Genealogy Meets Home Decor
Updated: Mar 11, 2019
What could I possibly mean by “Genealogy meets home décor”? One of my reasons for writing this week’s post is to offer an idea for wall art. Another is to advocate Ancestry.com’s DNA test. The third reason is to tell you a wonderful story.
Starting in reverse order, the story involves the Barsi side of my family. I disclose this name because the person involved goes by a different name. He also lives in New York. Years ago, I came across my grandparent’s address book. Since they were gone, I could not ask them about the entry: Gina Barsi, Baltimore. Because I had pestered my grandparents throughout my childhood to tell me about their families in Italy, I knew that one of my great-grandmother’s name was Barsi. When the internet came to life, I searched for Gina on the Ellis Island website. There she was – about the same age as my grandfather and from the same hill town, Pomezzana di Stazzema. They were first cousins.

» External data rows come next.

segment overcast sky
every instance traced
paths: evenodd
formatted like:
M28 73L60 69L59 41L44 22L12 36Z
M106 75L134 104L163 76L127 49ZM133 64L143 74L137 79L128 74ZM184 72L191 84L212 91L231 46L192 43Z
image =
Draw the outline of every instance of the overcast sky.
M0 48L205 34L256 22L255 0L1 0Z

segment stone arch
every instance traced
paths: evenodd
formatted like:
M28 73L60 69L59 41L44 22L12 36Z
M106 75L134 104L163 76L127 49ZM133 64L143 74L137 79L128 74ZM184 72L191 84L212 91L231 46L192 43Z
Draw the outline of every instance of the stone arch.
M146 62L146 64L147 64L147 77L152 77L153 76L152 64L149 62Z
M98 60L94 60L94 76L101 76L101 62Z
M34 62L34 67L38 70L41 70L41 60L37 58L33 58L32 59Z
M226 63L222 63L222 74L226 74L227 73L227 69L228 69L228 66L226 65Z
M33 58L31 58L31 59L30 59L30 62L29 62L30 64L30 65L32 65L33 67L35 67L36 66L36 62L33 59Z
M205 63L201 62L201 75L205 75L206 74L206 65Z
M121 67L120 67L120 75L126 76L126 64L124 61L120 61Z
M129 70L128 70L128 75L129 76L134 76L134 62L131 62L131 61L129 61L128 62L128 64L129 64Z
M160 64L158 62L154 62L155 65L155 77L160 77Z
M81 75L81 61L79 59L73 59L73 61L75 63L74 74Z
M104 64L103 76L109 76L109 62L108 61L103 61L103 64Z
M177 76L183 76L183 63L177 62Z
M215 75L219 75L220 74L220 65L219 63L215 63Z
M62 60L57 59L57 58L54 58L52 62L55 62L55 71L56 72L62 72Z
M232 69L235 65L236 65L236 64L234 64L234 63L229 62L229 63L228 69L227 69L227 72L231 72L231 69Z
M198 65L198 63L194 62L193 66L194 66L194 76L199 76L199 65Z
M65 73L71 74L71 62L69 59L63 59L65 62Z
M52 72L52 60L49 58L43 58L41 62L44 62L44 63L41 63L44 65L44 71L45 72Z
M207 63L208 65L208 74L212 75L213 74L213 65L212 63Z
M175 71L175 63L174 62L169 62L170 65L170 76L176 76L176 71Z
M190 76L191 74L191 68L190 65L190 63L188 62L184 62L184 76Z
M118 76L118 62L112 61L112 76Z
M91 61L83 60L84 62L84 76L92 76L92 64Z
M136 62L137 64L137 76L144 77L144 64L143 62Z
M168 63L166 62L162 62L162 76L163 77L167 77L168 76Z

I wondered why I had never heard about Gina as I was growing up. It turns out that there was no real mystery other than she was a bit of a rebel and there were 2800 miles separating these cousins. To make a very long story short, all my pestering, along with a trip to Italy, many letters, and the eventual introduction of Ancestry.com and Facebook, I’ve been able to create my grandparent’s family trees dating back to the 1500s, including the Barsi line.
A couple of years ago, I took Ancestry’s DNA test. Mama mia! Not only did the results estimate my percentages of various ethnicities, but it also gave me a list of relatives. By the way, you can make up a userid if you want to maintain your privacy.
One day, I received an email from a young man saying he had taken the test and the results showed we were closely related. He said he had been adopted and in the most endearing way, asked, “Can you help me find out who I am?” Then he said, “The only thing I know is that my great-great-grandmother’s name is ….” You guessed it, “Gina Barsi.” I replied, “If Gina lived in Baltimore, you’ve hit the jackpot, and I can tell you exactly who you are!” I then sent him a copy of the Barsi family tree in the form of a poster I had made – which leads to the home décor portion of this column.
On a long wall in my home office, I’ve line up three large, identically-sized posters of family trees. There are a few software programs that offer different tree designs that you can use but I had so many branches that I had to design my own. I created them digitally, with a black and white graphic-arts design in mind. I used my favorite framing technique – white matting with white frames. (This emphasizes the image being framed. White on white works best on deeply colored walls). Although I was going for a clean and modern style, I also added a couple of Old World, Italianesque red flourishes and the emblem for the town of Pomezzana.
These posters not only whisk me away in day dreams when I’m otherwise harried and stressed sitting at my desk but I can help other relatives who contact me through Ancestry.com. I now regularly communicate with various cousins in France, Italy, Argentina, Brazil, and of course, New York. Who needs Air BnB when you have relatives all over the world.
I realize genealogy does not interest everyone, but most families have at least one determined researcher. If you like to solve puzzles, are interested in history and culture, or want unique, original art, give this hobby some thought.